Put safety first in the rush to get hosted

Security is taking a back seat in web applications. Google may be happy to take the risk; you should not
Written by Leader , Contributor

It's always exciting to see an idea make it through the life cycle from blue-sky concept to actual product you can play with. Google has just helped web applications through this metamorphosis, with the launch last week of its Google Apps Premier Edition product.

Google Apps already looked attractive to small companies keen to have their email, IM or calendar programs hosted on the web. By adding support for word processing and spreadsheets — plus 10GB of storage per user — this Premier upgrade begins to look like a worthy alternative to Office.

But companies that are considering abandoning Microsoft in favour of the web need to consider the problem child of IT — security.

We're not suggesting that non-hosted applications are particularly safe, especially not on the day that the first Office 2007 bug is reported. Word and Excel have also suffered serious vulnerabilities in recent months, giving conscientious IT managers plenty to do.

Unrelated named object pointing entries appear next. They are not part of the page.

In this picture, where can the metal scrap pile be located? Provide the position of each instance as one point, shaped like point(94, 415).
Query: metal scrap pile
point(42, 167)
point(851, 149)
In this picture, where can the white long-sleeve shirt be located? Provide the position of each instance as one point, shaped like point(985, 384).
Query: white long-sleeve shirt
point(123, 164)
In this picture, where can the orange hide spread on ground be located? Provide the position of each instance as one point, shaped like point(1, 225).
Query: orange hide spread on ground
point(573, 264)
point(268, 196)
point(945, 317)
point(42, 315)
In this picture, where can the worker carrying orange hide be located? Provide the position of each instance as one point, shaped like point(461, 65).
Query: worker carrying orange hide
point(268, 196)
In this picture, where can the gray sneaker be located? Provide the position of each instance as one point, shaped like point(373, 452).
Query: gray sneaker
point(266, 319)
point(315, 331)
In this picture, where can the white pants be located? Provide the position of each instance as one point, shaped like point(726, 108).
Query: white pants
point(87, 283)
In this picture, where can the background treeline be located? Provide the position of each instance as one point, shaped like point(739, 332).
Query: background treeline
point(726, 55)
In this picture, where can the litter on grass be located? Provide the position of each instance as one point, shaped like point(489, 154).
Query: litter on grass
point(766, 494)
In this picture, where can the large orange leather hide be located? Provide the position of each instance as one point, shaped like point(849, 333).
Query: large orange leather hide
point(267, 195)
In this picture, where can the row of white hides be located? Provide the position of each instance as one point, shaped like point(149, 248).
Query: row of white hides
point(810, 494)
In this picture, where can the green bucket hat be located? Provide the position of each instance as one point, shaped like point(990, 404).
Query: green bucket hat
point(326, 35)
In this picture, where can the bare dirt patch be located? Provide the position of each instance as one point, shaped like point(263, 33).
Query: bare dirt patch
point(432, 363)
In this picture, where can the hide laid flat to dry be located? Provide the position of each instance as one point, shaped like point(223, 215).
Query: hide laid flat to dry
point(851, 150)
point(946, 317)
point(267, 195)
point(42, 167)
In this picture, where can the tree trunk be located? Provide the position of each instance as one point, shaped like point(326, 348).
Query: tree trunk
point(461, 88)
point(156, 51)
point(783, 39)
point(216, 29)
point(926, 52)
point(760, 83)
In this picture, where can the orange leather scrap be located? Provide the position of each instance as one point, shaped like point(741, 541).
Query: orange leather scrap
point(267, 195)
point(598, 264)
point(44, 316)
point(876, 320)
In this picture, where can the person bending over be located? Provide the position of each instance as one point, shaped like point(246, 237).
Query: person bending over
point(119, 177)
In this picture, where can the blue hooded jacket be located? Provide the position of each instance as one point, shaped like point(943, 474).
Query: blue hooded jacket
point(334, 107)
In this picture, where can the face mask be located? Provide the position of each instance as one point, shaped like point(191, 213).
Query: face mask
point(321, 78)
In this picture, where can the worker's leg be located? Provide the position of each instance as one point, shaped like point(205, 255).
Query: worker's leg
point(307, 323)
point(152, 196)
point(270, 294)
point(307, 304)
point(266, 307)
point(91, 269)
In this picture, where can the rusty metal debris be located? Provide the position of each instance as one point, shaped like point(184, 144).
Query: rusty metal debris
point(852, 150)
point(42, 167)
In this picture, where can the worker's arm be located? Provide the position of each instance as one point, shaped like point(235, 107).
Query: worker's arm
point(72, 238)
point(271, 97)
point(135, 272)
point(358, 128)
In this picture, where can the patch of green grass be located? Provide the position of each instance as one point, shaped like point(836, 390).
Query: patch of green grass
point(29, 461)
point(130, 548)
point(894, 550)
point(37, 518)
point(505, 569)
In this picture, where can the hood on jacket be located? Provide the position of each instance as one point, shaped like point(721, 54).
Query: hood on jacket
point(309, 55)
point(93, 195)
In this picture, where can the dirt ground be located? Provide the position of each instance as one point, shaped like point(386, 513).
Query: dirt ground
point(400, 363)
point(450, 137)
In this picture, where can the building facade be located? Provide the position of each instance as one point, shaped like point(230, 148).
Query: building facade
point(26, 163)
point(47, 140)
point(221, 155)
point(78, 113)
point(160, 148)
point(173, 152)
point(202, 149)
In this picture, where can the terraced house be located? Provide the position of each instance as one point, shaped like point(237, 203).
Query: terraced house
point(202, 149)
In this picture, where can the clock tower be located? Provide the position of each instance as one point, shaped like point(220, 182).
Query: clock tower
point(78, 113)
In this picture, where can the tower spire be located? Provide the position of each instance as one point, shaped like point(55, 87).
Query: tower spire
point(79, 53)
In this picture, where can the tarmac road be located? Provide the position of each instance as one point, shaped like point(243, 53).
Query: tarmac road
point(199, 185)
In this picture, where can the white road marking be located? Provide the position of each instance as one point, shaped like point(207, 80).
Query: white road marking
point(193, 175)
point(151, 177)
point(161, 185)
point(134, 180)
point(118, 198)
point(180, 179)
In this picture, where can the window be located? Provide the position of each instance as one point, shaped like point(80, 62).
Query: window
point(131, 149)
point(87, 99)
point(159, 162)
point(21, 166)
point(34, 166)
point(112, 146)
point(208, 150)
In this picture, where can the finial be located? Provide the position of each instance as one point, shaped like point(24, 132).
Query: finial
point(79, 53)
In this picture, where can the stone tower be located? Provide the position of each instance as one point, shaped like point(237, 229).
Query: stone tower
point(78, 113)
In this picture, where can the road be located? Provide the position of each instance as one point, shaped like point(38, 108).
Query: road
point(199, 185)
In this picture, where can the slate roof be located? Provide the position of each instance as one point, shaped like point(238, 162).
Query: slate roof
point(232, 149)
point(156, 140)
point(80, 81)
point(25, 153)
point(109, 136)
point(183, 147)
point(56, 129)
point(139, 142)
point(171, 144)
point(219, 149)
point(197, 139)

But at least with Microsoft Office, you can push out the latest fixes across the organisation each Patch Tuesday, lock down user permissions and nail down the network perimeter to try and prevent anything nasty getting in or important getting out. When you hand over corporate data to a hosted provider you also hand over the ability to keep it safe. You no longer have the ability to protect it yourself. Google doesn't ofter any security beyond the user name and password, so setting up defence in depth — encryption, rights-mediated access controls, centrally enforced policies and auditing — is practically impossible.

The danger is multiplied if, as in Google's case, several important applications are being linked together. If a malicious hacker gets into one Premier App, it could be worryingly easy for them to run the table and grab data from all of them. Google writes a lot of really great code, but that doesn't mean it is immune to security mistakes. As we saw just last week, in fact, when it patched several flaws in its Desktop product that would allow an attacker to access files on a victim's machine.

In the fanfare around the launch of Google Apps Premier Edition last week, security barely got a mention. Microsoft is no better. In fact it still hasn't really announced what its Live hosted services will be.

We can't recommend any service as ready for the enterprise unless it comes with explicit enterprise-level security commitments. Google may be the greatest software company on earth, but it won't have earned that title until it can demonstrate as good or higher-level security for its applications as that found on a well-configured, non-hosted system.